Cinco derrotas e um empate em seis confrontos. Em números: 5% de aproveitamento. Um futebol, com este rendimento, incompatível para equipes que almejam o acesso.
Diante do Vila Nova, o que se pode extrair como virtude alvirrubra foi a recusa a se render. Mesmo depois de sofrer três gols em 18 minutos, e ser nocauteado com o quarto no fim do primeiro tempo, o Náutico buscava o gol, mantendo-se postado no campo de defesa adversário.
Técnicos Guilherme e Hélio dos Anjos em treino do Náutico
Rafael Vieira/CNC
Nas estatísticas do ge do primeiro tempo, o Timbu criou, criou, e marcou uma única vez – no susto, com Dodô. Finalizou 10 vezes. O Vila Nova chutou sete; fez quatro. No geral, foram 20 finalizações pernambucanas, sendo nove para fora e nove no gol. Três entraram.

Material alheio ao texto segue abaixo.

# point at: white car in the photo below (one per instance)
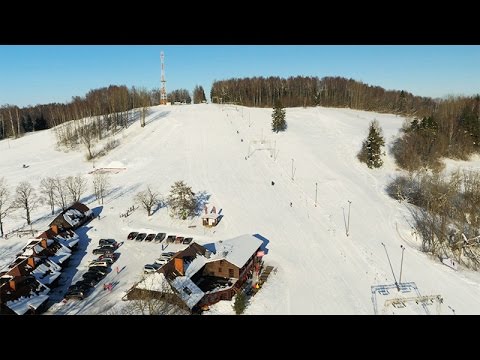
(151, 268)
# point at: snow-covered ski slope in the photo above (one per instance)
(319, 269)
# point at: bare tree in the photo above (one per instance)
(101, 185)
(60, 191)
(26, 199)
(181, 200)
(147, 199)
(149, 297)
(76, 186)
(5, 206)
(87, 137)
(47, 188)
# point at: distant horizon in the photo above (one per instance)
(36, 75)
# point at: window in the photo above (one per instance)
(187, 290)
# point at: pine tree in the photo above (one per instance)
(278, 118)
(240, 303)
(371, 151)
(182, 201)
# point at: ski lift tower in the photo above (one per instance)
(163, 90)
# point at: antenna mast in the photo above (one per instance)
(163, 90)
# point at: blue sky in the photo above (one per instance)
(32, 75)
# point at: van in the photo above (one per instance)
(99, 263)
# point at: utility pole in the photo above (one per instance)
(401, 265)
(391, 268)
(348, 223)
(292, 169)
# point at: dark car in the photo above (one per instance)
(81, 287)
(99, 270)
(132, 235)
(150, 237)
(103, 251)
(85, 284)
(140, 236)
(75, 294)
(103, 242)
(160, 237)
(105, 258)
(151, 268)
(92, 275)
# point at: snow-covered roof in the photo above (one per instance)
(73, 216)
(62, 254)
(38, 248)
(155, 282)
(22, 305)
(187, 290)
(237, 250)
(68, 241)
(195, 265)
(47, 272)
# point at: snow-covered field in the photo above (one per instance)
(319, 269)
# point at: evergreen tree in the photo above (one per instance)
(198, 95)
(278, 118)
(240, 303)
(371, 151)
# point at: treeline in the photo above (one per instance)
(112, 103)
(451, 130)
(179, 96)
(313, 91)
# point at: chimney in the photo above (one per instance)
(12, 284)
(54, 229)
(178, 263)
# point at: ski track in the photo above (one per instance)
(319, 270)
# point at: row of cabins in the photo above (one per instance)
(24, 287)
(200, 276)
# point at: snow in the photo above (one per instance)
(23, 304)
(154, 282)
(73, 217)
(237, 250)
(320, 270)
(187, 290)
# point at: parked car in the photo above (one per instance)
(140, 236)
(102, 251)
(86, 283)
(103, 242)
(99, 270)
(101, 259)
(168, 254)
(112, 257)
(132, 235)
(160, 237)
(151, 268)
(75, 294)
(100, 263)
(162, 260)
(91, 274)
(179, 239)
(79, 286)
(150, 237)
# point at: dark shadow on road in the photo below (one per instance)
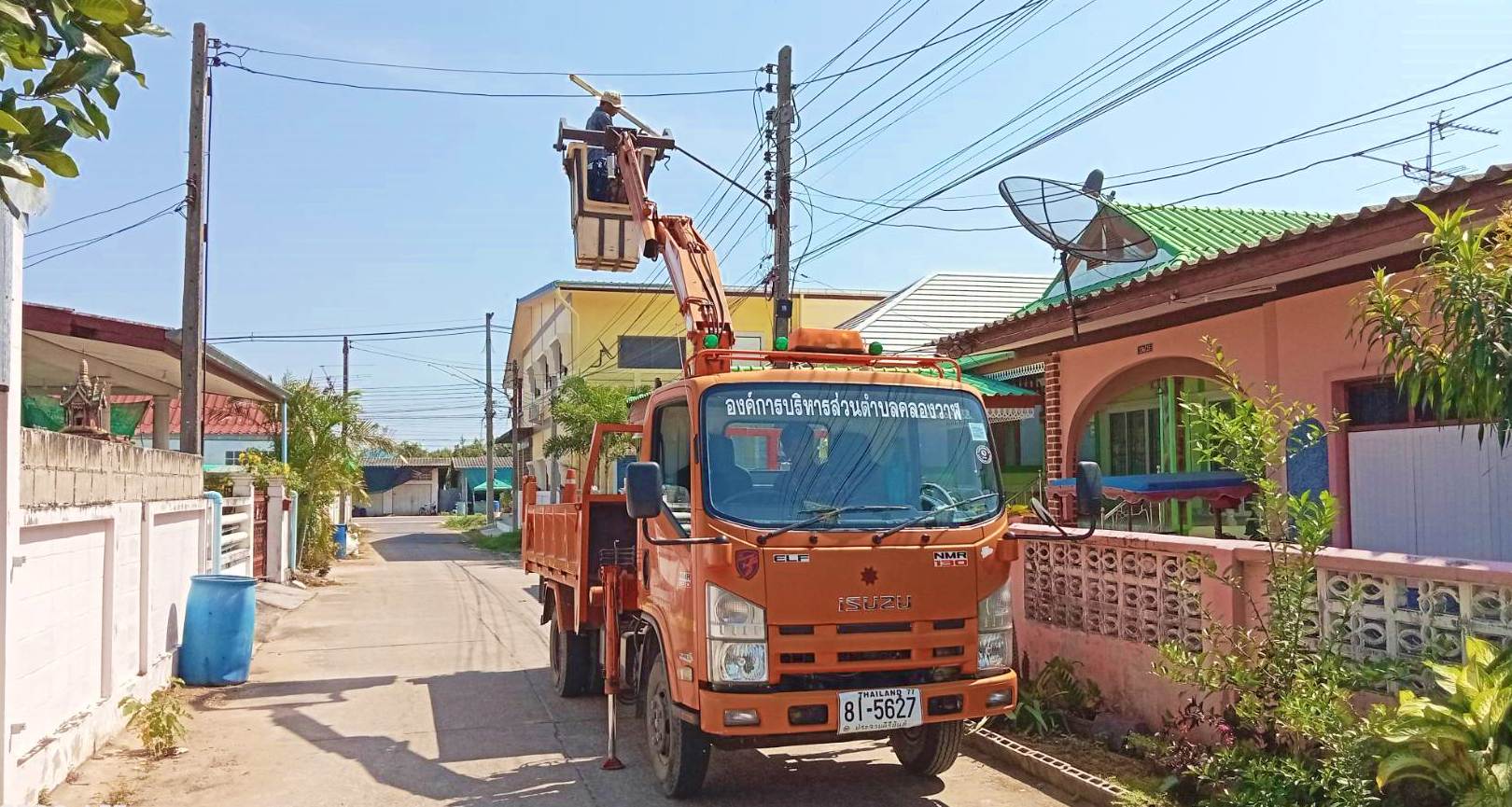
(483, 717)
(422, 546)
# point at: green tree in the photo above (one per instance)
(577, 407)
(1446, 329)
(324, 461)
(1461, 741)
(80, 50)
(1284, 685)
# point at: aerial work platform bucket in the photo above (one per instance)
(605, 233)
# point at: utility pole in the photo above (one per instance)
(516, 397)
(346, 383)
(487, 405)
(782, 234)
(190, 353)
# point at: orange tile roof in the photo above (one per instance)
(222, 416)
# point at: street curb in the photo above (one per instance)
(1046, 768)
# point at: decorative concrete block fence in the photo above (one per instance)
(1110, 600)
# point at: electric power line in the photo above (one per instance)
(468, 94)
(68, 248)
(478, 71)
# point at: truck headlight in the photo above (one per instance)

A derrota por 4 a 3 dá recados antigos e novos. Agora, o Náutico acumula o quarto jogo sem vencer, no que é o seu pior recorte da temporada. Um recado para quem, olhando para a Série B, endossava o discurso de acesso. O momento prova o contrário: é hora de colocar os pés no chão.
E que haja clareza com a torcida sobre os objetivos do clube, especialmente por parte dos técnicos Hélio e Guilherme dos Anjos, que dão as cartas no futebol.